Shellfish Harvesting Restrictions Lifted in Some Md. Waterways - Southern Maryland Headline News

Shellfish Harvesting Restrictions Lifted in Some Md. Waterways

Reclassifications affect waterways in Talbot, Wicomico, Somerset, St. Mary’s and Charles counties

BALTIMORE (March 12, 2012) – The Maryland Department of the Environment is lifting shellfish harvesting restrictions for portions of waterways around the state due to recent evaluations showing decreased levels of bacteria. The reclassifications are effective today.

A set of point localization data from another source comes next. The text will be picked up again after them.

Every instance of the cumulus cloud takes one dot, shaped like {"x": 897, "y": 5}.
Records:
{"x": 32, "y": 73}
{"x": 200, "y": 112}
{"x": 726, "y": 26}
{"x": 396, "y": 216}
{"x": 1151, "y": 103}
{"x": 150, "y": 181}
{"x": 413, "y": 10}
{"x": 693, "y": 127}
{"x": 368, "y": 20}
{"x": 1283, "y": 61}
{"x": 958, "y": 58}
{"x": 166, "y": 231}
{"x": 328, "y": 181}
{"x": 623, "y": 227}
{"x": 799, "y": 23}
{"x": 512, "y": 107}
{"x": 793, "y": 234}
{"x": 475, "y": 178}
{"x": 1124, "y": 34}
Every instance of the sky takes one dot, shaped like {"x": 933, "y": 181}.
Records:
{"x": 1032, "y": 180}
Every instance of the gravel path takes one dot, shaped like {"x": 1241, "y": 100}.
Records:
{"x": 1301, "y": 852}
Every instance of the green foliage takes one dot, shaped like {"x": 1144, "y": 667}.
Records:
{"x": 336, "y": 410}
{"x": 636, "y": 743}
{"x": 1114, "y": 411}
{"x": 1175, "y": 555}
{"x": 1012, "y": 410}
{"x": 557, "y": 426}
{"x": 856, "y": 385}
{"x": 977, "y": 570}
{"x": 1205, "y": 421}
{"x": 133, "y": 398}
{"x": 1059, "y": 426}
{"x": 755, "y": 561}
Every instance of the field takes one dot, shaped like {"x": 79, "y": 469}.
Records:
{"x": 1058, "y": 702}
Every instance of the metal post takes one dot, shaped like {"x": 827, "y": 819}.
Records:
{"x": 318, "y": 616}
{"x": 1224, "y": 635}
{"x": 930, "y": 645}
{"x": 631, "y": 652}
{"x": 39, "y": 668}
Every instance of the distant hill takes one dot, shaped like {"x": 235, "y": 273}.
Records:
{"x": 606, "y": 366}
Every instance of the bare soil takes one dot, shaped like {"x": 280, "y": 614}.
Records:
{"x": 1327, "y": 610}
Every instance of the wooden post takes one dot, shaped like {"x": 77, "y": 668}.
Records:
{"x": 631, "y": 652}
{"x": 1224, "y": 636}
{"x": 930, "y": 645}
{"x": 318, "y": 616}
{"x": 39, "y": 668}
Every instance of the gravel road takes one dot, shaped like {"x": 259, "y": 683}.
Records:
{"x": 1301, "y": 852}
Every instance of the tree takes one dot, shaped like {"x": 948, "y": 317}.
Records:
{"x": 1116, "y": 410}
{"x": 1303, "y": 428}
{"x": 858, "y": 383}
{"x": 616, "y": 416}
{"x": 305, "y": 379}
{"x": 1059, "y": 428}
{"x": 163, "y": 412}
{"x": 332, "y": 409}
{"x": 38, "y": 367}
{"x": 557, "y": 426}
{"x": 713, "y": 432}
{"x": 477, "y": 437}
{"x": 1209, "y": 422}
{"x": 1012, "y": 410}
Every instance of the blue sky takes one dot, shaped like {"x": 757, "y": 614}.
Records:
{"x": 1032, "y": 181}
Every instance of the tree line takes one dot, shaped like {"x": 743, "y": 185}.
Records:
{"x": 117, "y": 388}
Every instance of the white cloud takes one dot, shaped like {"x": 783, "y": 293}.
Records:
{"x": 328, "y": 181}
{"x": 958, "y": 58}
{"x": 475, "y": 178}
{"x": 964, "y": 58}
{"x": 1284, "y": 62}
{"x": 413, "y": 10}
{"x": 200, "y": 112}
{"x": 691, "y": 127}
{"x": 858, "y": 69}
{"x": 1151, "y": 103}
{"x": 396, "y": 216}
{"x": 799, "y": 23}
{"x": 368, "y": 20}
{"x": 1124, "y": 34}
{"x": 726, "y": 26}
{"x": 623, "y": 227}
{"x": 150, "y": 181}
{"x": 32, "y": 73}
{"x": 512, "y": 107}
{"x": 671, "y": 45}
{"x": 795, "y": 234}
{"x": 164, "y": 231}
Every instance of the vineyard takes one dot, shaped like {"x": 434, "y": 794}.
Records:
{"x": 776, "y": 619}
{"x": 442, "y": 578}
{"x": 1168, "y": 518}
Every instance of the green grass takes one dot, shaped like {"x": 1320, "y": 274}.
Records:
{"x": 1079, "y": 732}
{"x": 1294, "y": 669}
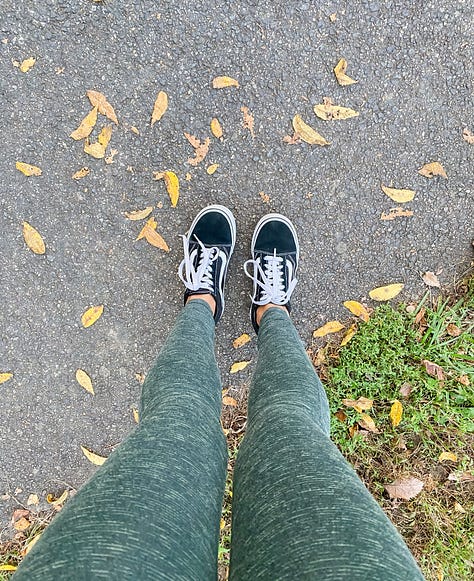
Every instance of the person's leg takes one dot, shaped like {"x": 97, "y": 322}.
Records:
{"x": 152, "y": 510}
{"x": 299, "y": 510}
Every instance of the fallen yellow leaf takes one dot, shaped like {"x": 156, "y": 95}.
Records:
{"x": 4, "y": 377}
{"x": 307, "y": 133}
{"x": 349, "y": 334}
{"x": 216, "y": 128}
{"x": 105, "y": 136}
{"x": 84, "y": 381}
{"x": 357, "y": 309}
{"x": 399, "y": 196}
{"x": 328, "y": 111}
{"x": 241, "y": 340}
{"x": 95, "y": 149}
{"x": 33, "y": 239}
{"x": 81, "y": 173}
{"x": 159, "y": 108}
{"x": 447, "y": 456}
{"x": 223, "y": 81}
{"x": 433, "y": 169}
{"x": 238, "y": 366}
{"x": 360, "y": 405}
{"x": 396, "y": 412}
{"x": 27, "y": 169}
{"x": 340, "y": 72}
{"x": 211, "y": 169}
{"x": 86, "y": 126}
{"x": 367, "y": 423}
{"x": 27, "y": 64}
{"x": 92, "y": 314}
{"x": 385, "y": 293}
{"x": 105, "y": 108}
{"x": 139, "y": 214}
{"x": 93, "y": 457}
{"x": 330, "y": 327}
{"x": 227, "y": 400}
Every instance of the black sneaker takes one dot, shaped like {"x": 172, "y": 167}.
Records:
{"x": 208, "y": 246}
{"x": 275, "y": 253}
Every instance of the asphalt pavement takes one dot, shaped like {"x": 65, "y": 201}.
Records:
{"x": 413, "y": 62}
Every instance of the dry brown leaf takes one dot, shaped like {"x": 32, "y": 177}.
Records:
{"x": 81, "y": 173}
{"x": 84, "y": 381}
{"x": 105, "y": 136}
{"x": 28, "y": 169}
{"x": 432, "y": 169}
{"x": 340, "y": 72}
{"x": 95, "y": 149}
{"x": 357, "y": 309}
{"x": 367, "y": 423}
{"x": 92, "y": 314}
{"x": 328, "y": 111}
{"x": 139, "y": 214}
{"x": 211, "y": 169}
{"x": 453, "y": 330}
{"x": 433, "y": 369}
{"x": 447, "y": 456}
{"x": 216, "y": 128}
{"x": 248, "y": 120}
{"x": 396, "y": 213}
{"x": 227, "y": 400}
{"x": 430, "y": 279}
{"x": 93, "y": 457}
{"x": 385, "y": 293}
{"x": 399, "y": 196}
{"x": 159, "y": 108}
{"x": 241, "y": 340}
{"x": 329, "y": 327}
{"x": 33, "y": 239}
{"x": 21, "y": 524}
{"x": 396, "y": 412}
{"x": 27, "y": 64}
{"x": 360, "y": 405}
{"x": 201, "y": 148}
{"x": 4, "y": 377}
{"x": 349, "y": 334}
{"x": 468, "y": 135}
{"x": 405, "y": 488}
{"x": 223, "y": 82}
{"x": 238, "y": 366}
{"x": 105, "y": 108}
{"x": 86, "y": 126}
{"x": 307, "y": 133}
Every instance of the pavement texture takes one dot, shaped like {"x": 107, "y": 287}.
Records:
{"x": 413, "y": 62}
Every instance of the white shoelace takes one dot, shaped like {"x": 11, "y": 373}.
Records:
{"x": 272, "y": 280}
{"x": 200, "y": 277}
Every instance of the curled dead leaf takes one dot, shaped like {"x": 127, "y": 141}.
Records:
{"x": 385, "y": 293}
{"x": 404, "y": 488}
{"x": 399, "y": 196}
{"x": 432, "y": 169}
{"x": 91, "y": 315}
{"x": 33, "y": 239}
{"x": 307, "y": 133}
{"x": 222, "y": 82}
{"x": 28, "y": 169}
{"x": 159, "y": 108}
{"x": 86, "y": 126}
{"x": 340, "y": 72}
{"x": 329, "y": 327}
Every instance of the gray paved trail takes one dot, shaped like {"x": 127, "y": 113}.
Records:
{"x": 414, "y": 65}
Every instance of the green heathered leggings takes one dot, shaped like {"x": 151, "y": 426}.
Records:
{"x": 152, "y": 511}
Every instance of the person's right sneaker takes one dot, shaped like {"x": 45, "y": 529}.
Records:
{"x": 275, "y": 253}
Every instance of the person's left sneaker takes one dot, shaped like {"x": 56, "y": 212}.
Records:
{"x": 208, "y": 246}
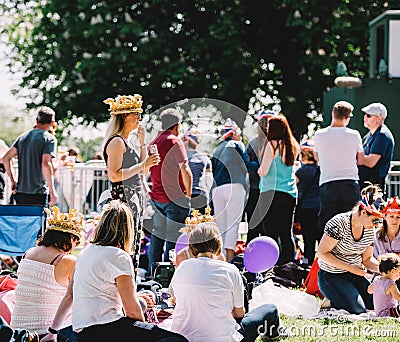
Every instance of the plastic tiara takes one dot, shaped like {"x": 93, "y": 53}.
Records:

An area of the Wicomico River that forms part of the border between Wicomico and Somerset counties is approved for shellfish harvesting. The area, which is below Bay Point, had previously been classified as restricted, meaning that it had been closed to harvesting.

The headwaters of Broad Creek in Talbot County are reclassified from restricted to conditionally approved, meaning that oysters and clams cannot be harvested for three days following a rainfall event of one inch or greater over 24 hours, but can be harvested at all other times.

The headwaters of the Wicomico River that forms part of the border between Charles and St. Mary’s counties is reclassified from conditionally approved to approved. A section of St. Catherine Sound in St. Mary’s County is reclassified from restricted to approved.

MDE monitors bacteriological water quality and conducts pollution source surveys to determine which areas are safe for the harvesting of shellfish. The Department is required to close areas that do not meet the strict water quality standards for shellfish harvesting waters and it has a longstanding policy to reopen areas to shellfish harvesting when water quality improves. These actions ensure Maryland maintains its reputation for safe and wholesome seafood products and remains in compliance with the National Shellfish Sanitation Program.

Shellfish (oysters and clams) are filter feeders with the ability to filter water and get food from microscopic organisms in the water. If the waters are polluted, this filtering process can concentrate viruses or bacteria that are potentially harmful to people. Oysters and clams are often eaten raw or partially cooked and must come from waters that are not polluted.